Humans pay taxes. Pets do not. Dead humans no longer pay taxes. Court cases on this issue, as well as the similar issue of abortion, are quite clear that this is the reason. The government “has an interest” in preserving human life. That’s always the rationale. What interest is it? Tax revenue, of course. What other interst is there?

Similar reasoning lies at the foundation of organized religion always being opposed to euthanasia. Religions do not want their paying customers, err… followers… to die. It’s bad for the cash flow.

filmore, that’s a lovely thought, but $100,000 is what, 2 days in ICU? Ten days in the general patient population? People in the sort of shape that $100,000 will save them aren’t the ones most of us think of when we’re talking human euthanasia. We’re not talking about people who are just sick, but people who are terminally ill. We’re talking people like my uncle, who’s got lung cancer that’s spread to his brain. He’s dying a slow, painful death, and there’s not enough money or technology in the world to give him back a productive life. There’s nothing we can offer him but more and more pain meds, and a lot of times those aren’t enough to control the pain at the end.

If money and medical technology could fix him, could give him back a productive life, my family would pay any price and take him anywhere. But it won’t. He’s going to die, and he’s going to die soon. And in the meantime, he’s suffering in a way that it would be cruel to let my dog suffer. You can’t tell me that’s right, or good.
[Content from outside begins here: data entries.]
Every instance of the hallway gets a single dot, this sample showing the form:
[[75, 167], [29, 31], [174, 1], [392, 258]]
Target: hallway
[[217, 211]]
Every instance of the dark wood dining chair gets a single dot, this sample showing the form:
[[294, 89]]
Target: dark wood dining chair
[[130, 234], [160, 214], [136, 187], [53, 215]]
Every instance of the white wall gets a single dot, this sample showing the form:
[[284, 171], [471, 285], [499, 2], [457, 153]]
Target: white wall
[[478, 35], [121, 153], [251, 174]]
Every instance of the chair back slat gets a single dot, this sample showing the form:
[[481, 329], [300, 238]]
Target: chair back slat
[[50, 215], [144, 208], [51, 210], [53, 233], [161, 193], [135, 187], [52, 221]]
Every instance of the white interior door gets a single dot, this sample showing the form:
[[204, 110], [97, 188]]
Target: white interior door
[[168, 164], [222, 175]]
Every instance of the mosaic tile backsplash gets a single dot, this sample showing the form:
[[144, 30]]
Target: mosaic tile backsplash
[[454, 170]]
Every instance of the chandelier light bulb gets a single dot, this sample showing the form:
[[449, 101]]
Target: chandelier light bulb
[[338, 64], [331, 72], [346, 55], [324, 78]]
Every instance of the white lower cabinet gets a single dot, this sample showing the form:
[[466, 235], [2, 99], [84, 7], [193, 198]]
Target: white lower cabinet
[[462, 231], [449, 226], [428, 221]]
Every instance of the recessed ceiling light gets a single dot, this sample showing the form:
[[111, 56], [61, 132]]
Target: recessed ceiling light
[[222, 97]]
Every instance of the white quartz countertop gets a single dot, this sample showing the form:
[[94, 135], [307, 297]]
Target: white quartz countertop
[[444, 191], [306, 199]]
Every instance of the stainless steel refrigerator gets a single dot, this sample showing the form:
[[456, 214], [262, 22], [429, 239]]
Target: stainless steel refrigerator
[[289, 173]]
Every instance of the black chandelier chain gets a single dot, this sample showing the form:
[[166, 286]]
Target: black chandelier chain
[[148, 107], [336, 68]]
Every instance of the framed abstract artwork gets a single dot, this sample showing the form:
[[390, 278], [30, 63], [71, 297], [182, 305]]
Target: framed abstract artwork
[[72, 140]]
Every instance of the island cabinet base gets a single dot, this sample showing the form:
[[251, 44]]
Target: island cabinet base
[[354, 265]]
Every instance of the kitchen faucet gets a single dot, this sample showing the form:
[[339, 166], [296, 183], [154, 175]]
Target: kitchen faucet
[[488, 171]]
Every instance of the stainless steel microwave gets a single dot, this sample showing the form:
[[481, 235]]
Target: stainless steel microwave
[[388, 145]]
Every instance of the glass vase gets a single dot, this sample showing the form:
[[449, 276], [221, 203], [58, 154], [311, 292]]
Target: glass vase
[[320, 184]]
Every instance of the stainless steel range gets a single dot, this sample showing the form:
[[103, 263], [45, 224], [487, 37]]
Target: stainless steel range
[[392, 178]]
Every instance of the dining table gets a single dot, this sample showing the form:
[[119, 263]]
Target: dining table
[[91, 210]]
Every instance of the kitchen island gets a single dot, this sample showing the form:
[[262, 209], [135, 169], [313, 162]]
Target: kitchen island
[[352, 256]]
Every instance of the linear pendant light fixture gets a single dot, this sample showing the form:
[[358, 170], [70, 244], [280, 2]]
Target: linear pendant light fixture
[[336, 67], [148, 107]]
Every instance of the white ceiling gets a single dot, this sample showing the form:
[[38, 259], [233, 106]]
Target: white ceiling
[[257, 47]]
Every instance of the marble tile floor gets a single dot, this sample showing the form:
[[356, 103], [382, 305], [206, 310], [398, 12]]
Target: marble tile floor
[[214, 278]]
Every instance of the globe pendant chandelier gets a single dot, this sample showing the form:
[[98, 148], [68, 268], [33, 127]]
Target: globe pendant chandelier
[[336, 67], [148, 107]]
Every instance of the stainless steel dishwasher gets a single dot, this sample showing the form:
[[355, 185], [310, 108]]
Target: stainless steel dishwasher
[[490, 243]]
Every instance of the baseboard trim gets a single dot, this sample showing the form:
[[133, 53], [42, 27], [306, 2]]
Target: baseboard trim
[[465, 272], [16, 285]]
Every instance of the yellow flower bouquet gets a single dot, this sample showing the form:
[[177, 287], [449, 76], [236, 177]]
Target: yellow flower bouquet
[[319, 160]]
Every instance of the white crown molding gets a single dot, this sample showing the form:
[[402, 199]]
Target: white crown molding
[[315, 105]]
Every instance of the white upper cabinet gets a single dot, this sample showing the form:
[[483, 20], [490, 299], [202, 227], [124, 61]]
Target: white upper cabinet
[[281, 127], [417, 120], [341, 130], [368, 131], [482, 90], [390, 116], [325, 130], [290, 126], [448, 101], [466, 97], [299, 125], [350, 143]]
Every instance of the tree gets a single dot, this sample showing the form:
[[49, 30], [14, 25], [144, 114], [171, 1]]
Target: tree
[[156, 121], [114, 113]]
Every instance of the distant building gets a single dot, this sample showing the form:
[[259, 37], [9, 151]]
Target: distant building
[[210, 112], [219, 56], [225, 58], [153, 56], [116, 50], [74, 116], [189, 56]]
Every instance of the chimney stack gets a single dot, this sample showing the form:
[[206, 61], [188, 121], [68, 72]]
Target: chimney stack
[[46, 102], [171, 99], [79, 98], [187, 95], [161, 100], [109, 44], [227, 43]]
David Simmons, your experience is not unheard of, especially when there has been a long and close relationship between the dying patient, his family and the physician. It can be done any number of ways, all painless, and involving sedatives and painkillers. My father, himself a medical doctor, died abruptly after his lawyer and I talked to the attending physician. The lawyer and the attending physician were both old friend of Dad’s and I had known them from childhood. We had been told that my father would not be expected to live for more than 72 hours with generalized cancer but that his heart was still strong and beating regularly. We both asked that he not be allowed to suffer and the doctor assured us that what could be done would be done.

Another friend, a physician, now deceased, told me that he administered a “terminal cocktail” in two specific cases when there was doing to be a particularly horrific dissolution if nature had been allowed to take its course. In both cases it was done with the express consent of the patient’s spouse and children.

As horrible as it sounds, simple humanity demands that a dying person be given a quiet and peaceful way out. I can only hope that when my time comes my friends will treat me with as much kindness as my father received at the hands of his friends and colleges.

KGS, as you can see, others of us have been through what you are facing. We all know what a tough situation it is. You have my sympathy.

Why do I object? Simple. I will be among the first euthanized, whether I want to or not.

You object even to euthanasia carried out with the expressed wish of the patient? How would this put you at risk without your consent? Even without your consent, euthanasia would only be carried out in the case of your brain death. In that case, you couldn’t want for anything. I don’t know of anywhere in this thread where somebody is advocating euthanasia against the will of the patient.